Now last 10 days again Rehman and Sandeep worked so the work completed in 10 days = 52*10=520.
So total work completed by Rehman and Sandeep = 312+520=832.
Remaining work = 1008-832= 176 which is completed by Abbas alone and Abbas per day work is 1008/48= 21.
So Abbas worked for 176/21 Days.
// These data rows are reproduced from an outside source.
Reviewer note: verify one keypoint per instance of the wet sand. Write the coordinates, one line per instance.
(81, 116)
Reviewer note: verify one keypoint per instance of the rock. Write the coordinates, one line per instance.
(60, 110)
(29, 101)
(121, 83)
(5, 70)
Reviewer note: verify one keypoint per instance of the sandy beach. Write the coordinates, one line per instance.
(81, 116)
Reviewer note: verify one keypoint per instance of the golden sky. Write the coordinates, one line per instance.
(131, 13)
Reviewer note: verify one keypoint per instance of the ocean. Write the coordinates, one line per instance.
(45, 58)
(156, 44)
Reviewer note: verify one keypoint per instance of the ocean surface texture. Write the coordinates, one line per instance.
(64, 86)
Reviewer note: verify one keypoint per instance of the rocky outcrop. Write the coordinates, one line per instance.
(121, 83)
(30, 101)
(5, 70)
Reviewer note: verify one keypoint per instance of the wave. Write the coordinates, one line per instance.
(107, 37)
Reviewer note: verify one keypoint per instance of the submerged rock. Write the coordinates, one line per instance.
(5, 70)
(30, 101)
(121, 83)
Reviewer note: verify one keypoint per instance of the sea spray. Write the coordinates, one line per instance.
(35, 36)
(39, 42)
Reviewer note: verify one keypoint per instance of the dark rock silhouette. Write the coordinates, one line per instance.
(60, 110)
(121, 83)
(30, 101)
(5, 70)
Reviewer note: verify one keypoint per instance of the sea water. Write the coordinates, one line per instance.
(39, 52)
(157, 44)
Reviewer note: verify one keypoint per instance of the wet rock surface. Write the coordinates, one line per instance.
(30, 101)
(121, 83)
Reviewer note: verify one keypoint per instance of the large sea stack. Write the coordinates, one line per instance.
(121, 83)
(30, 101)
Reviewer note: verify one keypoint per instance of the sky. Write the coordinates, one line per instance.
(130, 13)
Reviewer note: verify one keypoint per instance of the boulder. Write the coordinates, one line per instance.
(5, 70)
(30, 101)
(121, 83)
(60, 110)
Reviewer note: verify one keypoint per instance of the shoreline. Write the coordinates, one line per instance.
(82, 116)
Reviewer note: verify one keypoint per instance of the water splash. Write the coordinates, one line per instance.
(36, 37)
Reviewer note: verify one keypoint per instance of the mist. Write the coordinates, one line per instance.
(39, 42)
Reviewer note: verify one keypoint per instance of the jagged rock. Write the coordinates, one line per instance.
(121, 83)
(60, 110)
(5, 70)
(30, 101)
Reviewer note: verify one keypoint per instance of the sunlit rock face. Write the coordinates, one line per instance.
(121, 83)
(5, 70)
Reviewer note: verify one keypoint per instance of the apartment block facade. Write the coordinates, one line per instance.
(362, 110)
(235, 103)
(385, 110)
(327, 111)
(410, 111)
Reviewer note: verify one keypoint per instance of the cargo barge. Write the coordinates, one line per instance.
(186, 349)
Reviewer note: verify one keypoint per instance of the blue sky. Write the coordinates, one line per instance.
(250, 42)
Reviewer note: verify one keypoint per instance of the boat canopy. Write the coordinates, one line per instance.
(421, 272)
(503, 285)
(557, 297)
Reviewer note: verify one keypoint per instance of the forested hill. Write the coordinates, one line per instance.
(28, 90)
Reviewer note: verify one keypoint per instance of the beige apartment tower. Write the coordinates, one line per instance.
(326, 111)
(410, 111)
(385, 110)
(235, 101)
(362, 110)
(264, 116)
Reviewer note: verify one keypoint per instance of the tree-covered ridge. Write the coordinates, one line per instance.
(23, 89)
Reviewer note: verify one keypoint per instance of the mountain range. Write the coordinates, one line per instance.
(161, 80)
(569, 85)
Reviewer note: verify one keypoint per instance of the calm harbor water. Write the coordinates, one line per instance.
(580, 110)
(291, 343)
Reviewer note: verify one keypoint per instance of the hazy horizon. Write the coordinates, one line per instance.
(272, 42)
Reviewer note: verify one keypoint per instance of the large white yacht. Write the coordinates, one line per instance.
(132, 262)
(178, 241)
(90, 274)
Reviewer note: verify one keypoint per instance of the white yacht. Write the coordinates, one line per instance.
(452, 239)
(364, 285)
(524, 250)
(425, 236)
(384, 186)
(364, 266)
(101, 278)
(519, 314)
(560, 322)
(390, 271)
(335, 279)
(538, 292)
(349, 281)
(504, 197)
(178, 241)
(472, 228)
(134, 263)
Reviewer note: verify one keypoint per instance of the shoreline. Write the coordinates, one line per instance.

Or 8 8/21 days.

[A's 1day work = 1/18.

In how many days(x) =1/3 of total work.]
Cross multiplication:
1*1/3=1/18*x
X=6 days.

I have a question that while B is working for 10 days is A remains idle? because nothing is mentioned about that in the question.

A=> 18days.
B=> 15days.
B left after 10 days of work then the remaining work of B have to be done by A,
L.C.M. of 18 & 15 =>90.
The efficiency of A is 5 and of B is 6,
work done by B is 6*10=60,
then 90-60=30 (here 90 is L.C.M.)
then work done by A is 30/5 = 6days.

1/18 WORK DONE IN 1 DAY.
1/3 WORK DONE IN X DAY.
X*1/18 = 1/3,
X = 18/3 = 6.

A can do it in 18 days.
B can do it in 15 days.

Take LCM of those 18 and 15 I.e., 90.

Consider total work as 90,
ThenA's efficiency = total work/time taken by A.
=>90/18=5.
Similarly for B=>90/15=6.
So B's 10days work is 10*6=60.
Remaining work is 90-60=30.

Time taken by A to complete a work is =remaining work/efficiency of A.
=>30/5 = 6days.

How to calculate the remaining work that is 1/3?

Please, anyone, clear it.

TAKE LCM of 18 & 90 and divide by the days
5-A-18.
6-B-15.

First B do work for 10 days, means 10*6 = 60 already done left work(30) is done by A alone so divide 30/5=6.

And 6 is the answer

Can't get it. Please explain me clearly.